ChatGPTやGeminiなど、無料でも高性能なAIが使える時代になりました。POPの文章づくりや案内文の下書きに活用している方も多いはずです。ただ、一度立ち止まって考えたいのは「なぜ無料なのか」です。

多くのAIツールの無料プランでは、利用規約に「入力内容をサービスの改善やAIモデルの学習に利用する場合がある」といった記載があります。つまり利用者は、料金の代わりに「入力したデータ」を提供している側面があるのです。

図1: 無料AIプランでは、利用者が入力データを提供する代わりに高性能なAIを無料で使うという交換が成り立っている

「学習に使う」とは、何が起きているのか

具体的には、大きく2つのことが起こり得ます。

1つめは、人による確認です。回答品質を改善するため、入力と回答のやり取りの一部を、開発会社のスタッフや委託先が読む場合があります。2つめは、将来のAIモデルの学習データになることです。あなたの入力が、次のバージョンのAIを育てる教材の一部になる可能性があります。

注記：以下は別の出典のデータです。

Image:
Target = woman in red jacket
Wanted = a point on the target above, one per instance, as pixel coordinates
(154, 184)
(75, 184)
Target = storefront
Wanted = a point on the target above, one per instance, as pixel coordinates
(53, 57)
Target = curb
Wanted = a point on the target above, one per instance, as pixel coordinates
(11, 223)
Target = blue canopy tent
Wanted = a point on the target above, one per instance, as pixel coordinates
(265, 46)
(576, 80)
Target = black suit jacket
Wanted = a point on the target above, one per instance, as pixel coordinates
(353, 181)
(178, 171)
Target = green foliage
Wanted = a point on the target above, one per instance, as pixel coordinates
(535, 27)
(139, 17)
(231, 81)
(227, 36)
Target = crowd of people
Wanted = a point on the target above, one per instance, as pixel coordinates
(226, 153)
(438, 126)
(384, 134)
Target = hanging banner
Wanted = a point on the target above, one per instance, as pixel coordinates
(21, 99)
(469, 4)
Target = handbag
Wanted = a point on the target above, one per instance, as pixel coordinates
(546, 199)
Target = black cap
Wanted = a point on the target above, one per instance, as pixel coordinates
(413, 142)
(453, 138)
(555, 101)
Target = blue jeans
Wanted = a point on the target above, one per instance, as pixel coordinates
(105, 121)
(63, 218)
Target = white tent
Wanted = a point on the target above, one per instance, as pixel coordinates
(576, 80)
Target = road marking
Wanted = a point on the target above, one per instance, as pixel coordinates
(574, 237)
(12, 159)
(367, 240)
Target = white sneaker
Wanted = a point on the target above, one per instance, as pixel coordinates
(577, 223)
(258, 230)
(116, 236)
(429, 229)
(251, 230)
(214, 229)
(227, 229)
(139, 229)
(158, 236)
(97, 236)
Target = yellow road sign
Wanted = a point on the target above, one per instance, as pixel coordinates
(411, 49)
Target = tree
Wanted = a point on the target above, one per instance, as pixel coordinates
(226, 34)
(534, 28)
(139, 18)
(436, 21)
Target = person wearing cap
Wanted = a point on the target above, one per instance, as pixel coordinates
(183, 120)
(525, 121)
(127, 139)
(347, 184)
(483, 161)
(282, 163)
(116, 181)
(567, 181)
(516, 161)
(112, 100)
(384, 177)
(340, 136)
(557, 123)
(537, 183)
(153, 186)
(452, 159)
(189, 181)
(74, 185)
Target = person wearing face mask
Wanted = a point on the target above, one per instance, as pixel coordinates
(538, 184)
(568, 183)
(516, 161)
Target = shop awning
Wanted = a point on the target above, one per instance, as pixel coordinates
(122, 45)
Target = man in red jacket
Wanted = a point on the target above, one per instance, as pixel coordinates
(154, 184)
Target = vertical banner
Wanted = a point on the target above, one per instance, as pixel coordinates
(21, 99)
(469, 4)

誤解しやすいのですが、「入力した文章がそのまま他人の画面に出てくる」という単純な話ではありません。ただ、送信した時点でそのデータは自社のパソコンを離れ、自社では管理も削除もできない場所に渡ります。ここが本質です。

道の駅・6次産業の現場でありがちな入力

新潟の現場を想像してみます。次のような使い方は、業務効率化としてはごく自然です。

  • 直売所の新商品の企画メモ(未発表の価格や原価を含む)をAIに渡して企画書に整えてもらう
  • 生産者さんとの取引条件のメールを貼り付けて「要約して」と頼む
  • 加工品のレシピ配合を入力して、表示ラベルの文案を作らせる

しかしどれも、未発表情報や取引情報を「学習に使われるかもしれない場所」に置く行為でもあります。特に6次産業では、レシピや原価の情報がそのまま商品の競争力です。渡してよい情報かどうかを、送信前に一呼吸おいて考える価値があります。

分かれ目は「設定で変えられる」と知っているかどうか

実は多くのツールには、無料プランでも「入力を学習に使わせない」設定(オプトアウトと呼ばれます)が用意されています。現場で感じるのは、危ないのは「無料ツールを使うこと」そのものではなく、「規約も設定も見ないまま、閉じた社内ツールと同じ感覚で使うこと」だという点です。

直売所の試食コーナーと同じで、無料には無料の理由があります。理由を知った上で付き合えば、無料プランは今でも十分に頼れる味方です。

図2: 危ないのは規約も設定も見ずに使うことで、学習に使わせない設定を確認してから使えば無料プランも安心して活用できる

明日やれる一歩

いつも使っているAIツールの設定画面を開いて、「データ」「学習」「プライバシー」といった項目を1つ探してみてください。自分の入力が学習に使われる設定になっているか、オフに切り替えられるかを確かめる。それだけなら5分で終わり、今後の安心感が大きく変わります。

仕組みを知って、設定を自分で選ぶ。それが無料AIと上手に付き合う第一歩です。